Her late majesty Queen Elizabeth II once said, “Let us not take ourselves too seriously. None of us has a monopoly on wisdom.”
As with so many things, Britain’s longest ruling monarch’s wry observation was spot on.
For those of us in the forecasting business, the old phrase “You don’t know what you don’t know” seems especially relevant now.
Sick man of Europe?
Sometimes, even authoritative bodies get it wrong. Consider the UK Office for National Statistics’ (ONS) recent performance.
In September it released a report charting the impact of methodological and data improvements in assessing the UK’s quarterly GDP.
In it, they mentioned that: “Annual volume GDP growth in 2021 is revised up 1.1% percentage points to an 8.7% increase, this follows an upwardly revised 10.4% fall in 2020 (previously an 11% fall).”
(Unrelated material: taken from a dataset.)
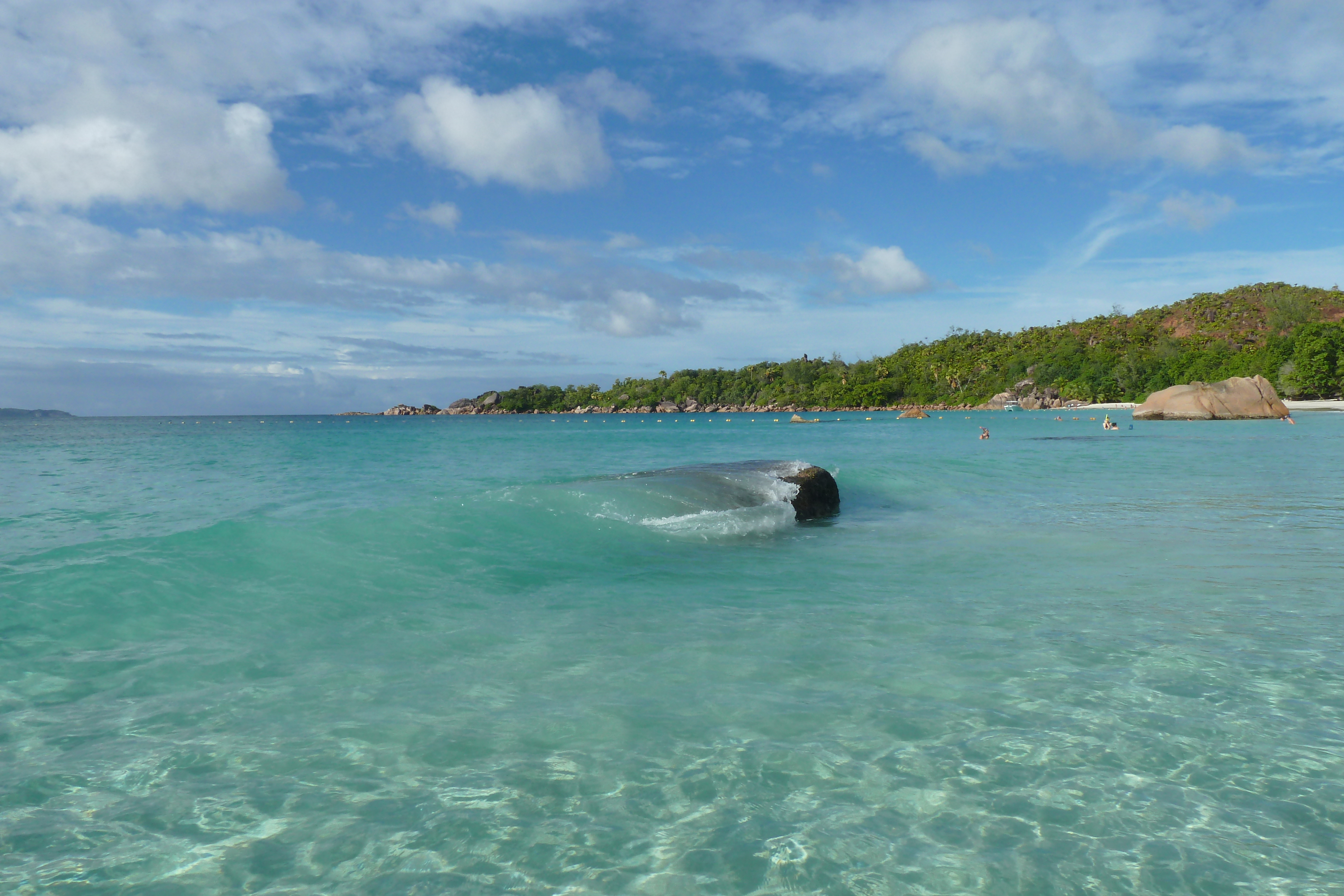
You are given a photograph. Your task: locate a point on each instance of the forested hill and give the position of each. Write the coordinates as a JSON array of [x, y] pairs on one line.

In plain language, it means the narrative that the UK was the worst performing nation in the G7 post pandemic was bunkum. In terms of economic bounce-back, it turns out that the UK actually outperformed France and Germany.
That’s not to say all economic indicators are inaccurate. GDP growth is sluggish. Inflation is too sticky. High interest rates are crippling.
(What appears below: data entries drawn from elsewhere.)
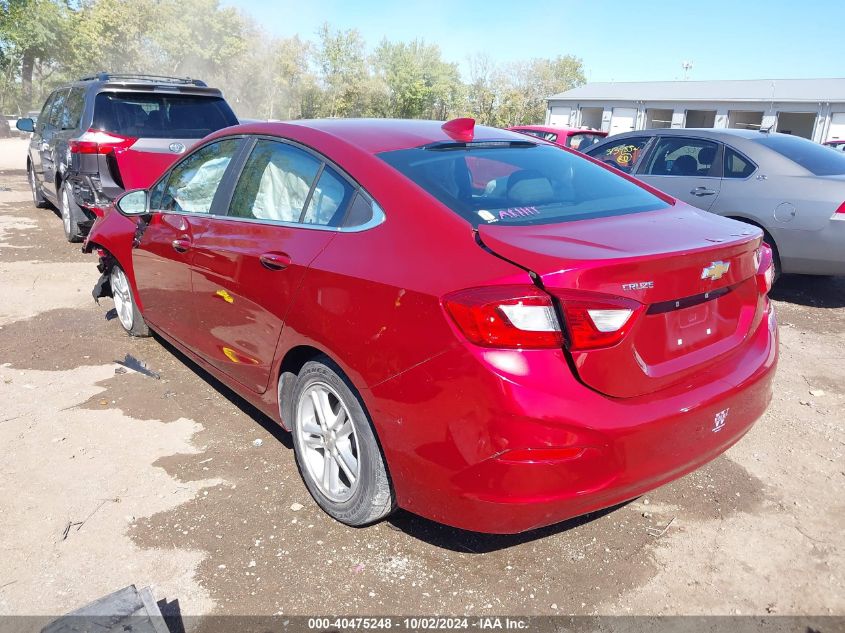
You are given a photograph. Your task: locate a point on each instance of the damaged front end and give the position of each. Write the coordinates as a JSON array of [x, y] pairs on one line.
[[103, 286]]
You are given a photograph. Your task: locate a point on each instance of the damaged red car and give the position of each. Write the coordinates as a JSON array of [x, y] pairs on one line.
[[464, 322]]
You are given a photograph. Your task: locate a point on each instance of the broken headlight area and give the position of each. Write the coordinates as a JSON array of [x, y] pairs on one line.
[[103, 286]]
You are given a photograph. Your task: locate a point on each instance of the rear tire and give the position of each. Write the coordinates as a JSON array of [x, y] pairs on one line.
[[71, 214], [336, 449], [37, 198], [124, 303]]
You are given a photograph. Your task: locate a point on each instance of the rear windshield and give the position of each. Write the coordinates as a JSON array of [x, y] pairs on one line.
[[523, 184], [815, 158], [150, 115]]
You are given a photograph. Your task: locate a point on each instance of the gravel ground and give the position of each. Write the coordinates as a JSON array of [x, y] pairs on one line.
[[113, 478]]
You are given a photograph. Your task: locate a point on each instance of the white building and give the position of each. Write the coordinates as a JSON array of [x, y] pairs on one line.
[[812, 108]]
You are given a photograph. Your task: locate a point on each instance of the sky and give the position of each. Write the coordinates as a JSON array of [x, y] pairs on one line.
[[634, 40]]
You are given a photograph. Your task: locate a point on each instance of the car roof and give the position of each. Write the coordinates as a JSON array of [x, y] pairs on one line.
[[556, 130], [372, 135]]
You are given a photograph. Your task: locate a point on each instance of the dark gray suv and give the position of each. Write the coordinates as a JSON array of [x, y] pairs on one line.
[[102, 135]]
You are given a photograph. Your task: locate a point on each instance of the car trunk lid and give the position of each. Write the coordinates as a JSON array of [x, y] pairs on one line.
[[688, 277]]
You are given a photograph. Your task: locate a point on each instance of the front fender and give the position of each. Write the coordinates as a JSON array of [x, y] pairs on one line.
[[115, 234]]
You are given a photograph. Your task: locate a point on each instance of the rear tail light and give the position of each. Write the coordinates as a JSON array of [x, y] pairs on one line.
[[594, 321], [99, 142], [505, 316], [765, 268]]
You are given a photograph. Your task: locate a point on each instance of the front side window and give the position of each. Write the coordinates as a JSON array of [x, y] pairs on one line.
[[275, 183], [623, 154], [193, 183], [737, 166], [674, 156], [519, 183]]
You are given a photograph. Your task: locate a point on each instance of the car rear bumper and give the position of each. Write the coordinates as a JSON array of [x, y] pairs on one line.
[[449, 425]]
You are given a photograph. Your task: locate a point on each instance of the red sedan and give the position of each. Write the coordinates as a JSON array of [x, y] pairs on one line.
[[460, 321], [573, 137]]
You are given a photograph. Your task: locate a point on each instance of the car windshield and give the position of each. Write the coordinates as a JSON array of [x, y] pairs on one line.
[[519, 183], [150, 115], [815, 158]]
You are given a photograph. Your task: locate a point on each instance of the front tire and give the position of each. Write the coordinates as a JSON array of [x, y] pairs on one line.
[[336, 450], [124, 303], [71, 214]]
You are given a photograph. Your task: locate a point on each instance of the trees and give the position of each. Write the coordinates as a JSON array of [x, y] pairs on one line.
[[33, 34], [45, 42]]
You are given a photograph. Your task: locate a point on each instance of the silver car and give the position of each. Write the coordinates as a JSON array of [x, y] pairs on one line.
[[790, 187]]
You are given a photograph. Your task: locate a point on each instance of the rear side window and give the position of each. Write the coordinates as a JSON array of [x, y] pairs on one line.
[[44, 116], [623, 154], [328, 200], [57, 109], [153, 115], [811, 156], [526, 184], [682, 157], [275, 183], [736, 165], [72, 114]]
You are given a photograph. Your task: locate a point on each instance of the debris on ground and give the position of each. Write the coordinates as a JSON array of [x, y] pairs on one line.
[[123, 610], [658, 533], [130, 362]]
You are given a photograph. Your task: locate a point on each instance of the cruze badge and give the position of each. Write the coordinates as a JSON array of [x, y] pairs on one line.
[[719, 420], [715, 270], [638, 285]]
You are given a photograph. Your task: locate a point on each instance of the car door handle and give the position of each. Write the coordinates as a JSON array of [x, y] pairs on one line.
[[181, 244], [703, 191], [275, 261]]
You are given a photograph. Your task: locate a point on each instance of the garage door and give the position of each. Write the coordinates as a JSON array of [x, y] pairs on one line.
[[837, 127], [560, 116], [623, 120]]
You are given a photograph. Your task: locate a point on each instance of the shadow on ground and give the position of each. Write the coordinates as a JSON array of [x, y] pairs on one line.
[[810, 290]]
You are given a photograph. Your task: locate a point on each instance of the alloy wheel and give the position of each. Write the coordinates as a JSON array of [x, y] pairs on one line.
[[122, 296], [328, 442]]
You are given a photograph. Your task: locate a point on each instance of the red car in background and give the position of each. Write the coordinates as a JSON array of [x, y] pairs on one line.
[[572, 137], [460, 321]]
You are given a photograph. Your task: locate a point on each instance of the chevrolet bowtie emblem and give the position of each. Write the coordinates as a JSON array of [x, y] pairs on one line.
[[715, 270]]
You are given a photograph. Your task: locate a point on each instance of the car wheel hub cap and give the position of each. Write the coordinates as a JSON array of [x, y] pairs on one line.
[[122, 297], [328, 442]]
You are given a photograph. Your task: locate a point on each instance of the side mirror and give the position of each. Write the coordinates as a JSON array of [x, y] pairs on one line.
[[134, 202]]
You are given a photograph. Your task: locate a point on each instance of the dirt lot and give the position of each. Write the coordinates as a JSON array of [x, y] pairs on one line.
[[114, 478]]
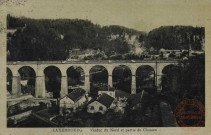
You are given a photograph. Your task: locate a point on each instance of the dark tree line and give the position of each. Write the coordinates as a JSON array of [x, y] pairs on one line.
[[176, 37], [52, 39], [45, 39]]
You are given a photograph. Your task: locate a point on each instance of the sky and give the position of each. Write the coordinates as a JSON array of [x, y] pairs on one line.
[[142, 15]]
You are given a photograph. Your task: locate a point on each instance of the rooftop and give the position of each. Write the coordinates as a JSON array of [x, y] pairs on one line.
[[105, 100], [76, 94]]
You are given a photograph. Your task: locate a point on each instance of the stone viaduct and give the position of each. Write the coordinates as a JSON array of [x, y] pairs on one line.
[[39, 67]]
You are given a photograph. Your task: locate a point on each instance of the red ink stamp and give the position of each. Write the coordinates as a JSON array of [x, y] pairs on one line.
[[190, 113]]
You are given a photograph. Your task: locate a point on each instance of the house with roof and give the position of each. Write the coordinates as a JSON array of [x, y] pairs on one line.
[[101, 105], [120, 101], [73, 100]]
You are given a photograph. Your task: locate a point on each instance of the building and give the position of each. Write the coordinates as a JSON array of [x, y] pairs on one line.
[[110, 93], [101, 105], [120, 101], [73, 100]]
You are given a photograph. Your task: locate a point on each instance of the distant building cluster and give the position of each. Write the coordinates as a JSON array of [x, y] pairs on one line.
[[116, 100]]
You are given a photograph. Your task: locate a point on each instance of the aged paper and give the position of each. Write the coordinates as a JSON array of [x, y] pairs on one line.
[[104, 67]]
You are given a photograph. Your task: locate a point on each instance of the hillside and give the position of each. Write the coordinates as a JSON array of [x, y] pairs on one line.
[[45, 39]]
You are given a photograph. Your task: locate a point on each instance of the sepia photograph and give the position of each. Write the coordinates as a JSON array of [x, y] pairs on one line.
[[104, 64]]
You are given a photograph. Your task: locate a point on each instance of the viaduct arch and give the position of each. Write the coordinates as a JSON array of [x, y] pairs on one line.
[[40, 66]]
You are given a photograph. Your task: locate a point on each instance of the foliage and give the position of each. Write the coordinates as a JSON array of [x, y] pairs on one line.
[[176, 37], [52, 39]]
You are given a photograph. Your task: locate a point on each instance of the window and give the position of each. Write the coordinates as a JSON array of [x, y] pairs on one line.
[[100, 108], [92, 108]]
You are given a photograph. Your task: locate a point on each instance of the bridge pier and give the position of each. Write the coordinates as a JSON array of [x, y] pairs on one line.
[[110, 82], [16, 85], [40, 87], [133, 85], [159, 82], [64, 86], [87, 83]]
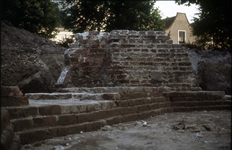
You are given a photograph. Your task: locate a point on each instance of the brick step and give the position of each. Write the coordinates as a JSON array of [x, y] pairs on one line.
[[136, 64], [123, 107], [57, 107], [156, 59], [50, 117], [201, 108], [150, 51], [119, 89], [78, 96], [192, 95], [5, 119], [201, 103], [30, 136], [10, 140], [138, 52], [128, 70]]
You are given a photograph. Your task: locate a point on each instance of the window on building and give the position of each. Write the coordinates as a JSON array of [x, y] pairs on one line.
[[182, 36]]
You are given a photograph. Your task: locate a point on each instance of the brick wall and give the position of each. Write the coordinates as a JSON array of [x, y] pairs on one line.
[[127, 58]]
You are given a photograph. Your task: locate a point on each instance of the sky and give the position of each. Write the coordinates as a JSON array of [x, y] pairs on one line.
[[170, 8]]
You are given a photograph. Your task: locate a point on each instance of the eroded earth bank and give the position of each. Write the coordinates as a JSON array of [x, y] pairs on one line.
[[205, 130]]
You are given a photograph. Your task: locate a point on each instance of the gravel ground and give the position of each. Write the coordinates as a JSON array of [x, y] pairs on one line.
[[202, 130]]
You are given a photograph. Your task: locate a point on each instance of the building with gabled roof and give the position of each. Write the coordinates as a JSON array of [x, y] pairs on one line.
[[179, 30]]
But ONS data has an outsized influence on the economic mood and, if pessimism prevails in part because of flaws in ONS methods, that has got to be a worry.
Most surprising for me was how little attention the revision got. It slipped down the news agenda almost unnoticed, probably because bad news sells and portraying the UK as the “sick man of Europe” makes better headlines than saying it’s “kind of average”.
The same can be applied to the recent coverage of the G20 meeting in India compared with coverage of the BRICS gathering in South Africa a few weeks prior. (The BRICS countries are Brazil, Russia, India, China, and South Africa.)
The G20 coverage was expansive, filling pages with the failure of an India-UK trade deal and the historic agreement on an India-Middle East-Europe Economic Corridor that excluded the UK.
A sign of our increasing irrelevance post Brexit, it was argued.
These are important issues, but I would argue that there were far more interesting, relevant, and worrying discussions taking place at the China-dominated BRICS conference that were all but ignored.
A new trade bloc?
For the first time in my memory there was serious discussion of a new trading currency to supplant the dollar, which currently represents 85% of global cross border trade.
This is important because if BRICS became a cohesive trading entity it would have serious heft, with a third of global GDP and a combined $387bn trade surplus compared to the EU’s $467bn trade deficit.
Theoretically, a BRICS currency could be an asset countries could invest in. It could pay interest and the BRICS countries could incentivise their domestic markets to use that currency to buy and sell goods.
With over a third of the total world population in China and India alone, this could be a worrisome development.
Brazil and Russia in particular don’t want their economic destiny tied to America, which controls the dollar, the world’s reserve currency. At the moment, only 4.5% of cross border trade is undertaken in Chinese yuan and they want this to change.
Arrogance = ignorance
I don’t think this is imminent. With Russia crippled by sanctions and China suffering an economic downturn (by their standards), now may be the wrong time to launch a new trading currency, but the mere fact that it is an agenda item and the BRICS nations are arguably the future in trading potential, it was surely worthy of more discussion than it gained.
It says something about the changing global power dynamic. It also shows the arrogance of the west in ignoring it.
In today’s changing world it’s wise to listen to as many informed views as possible. The errors over post-Covid output by the ONS will not be the last, and the fact that news is a business driven by the need to capture attention is well known.
So, my suggestion is to consume widely, and invest time with care. No one has a monopoly on wisdom and of late it has become increasingly difficult to know whose forecasts can be considered accurate, and exactly whose wisdom can be trusted.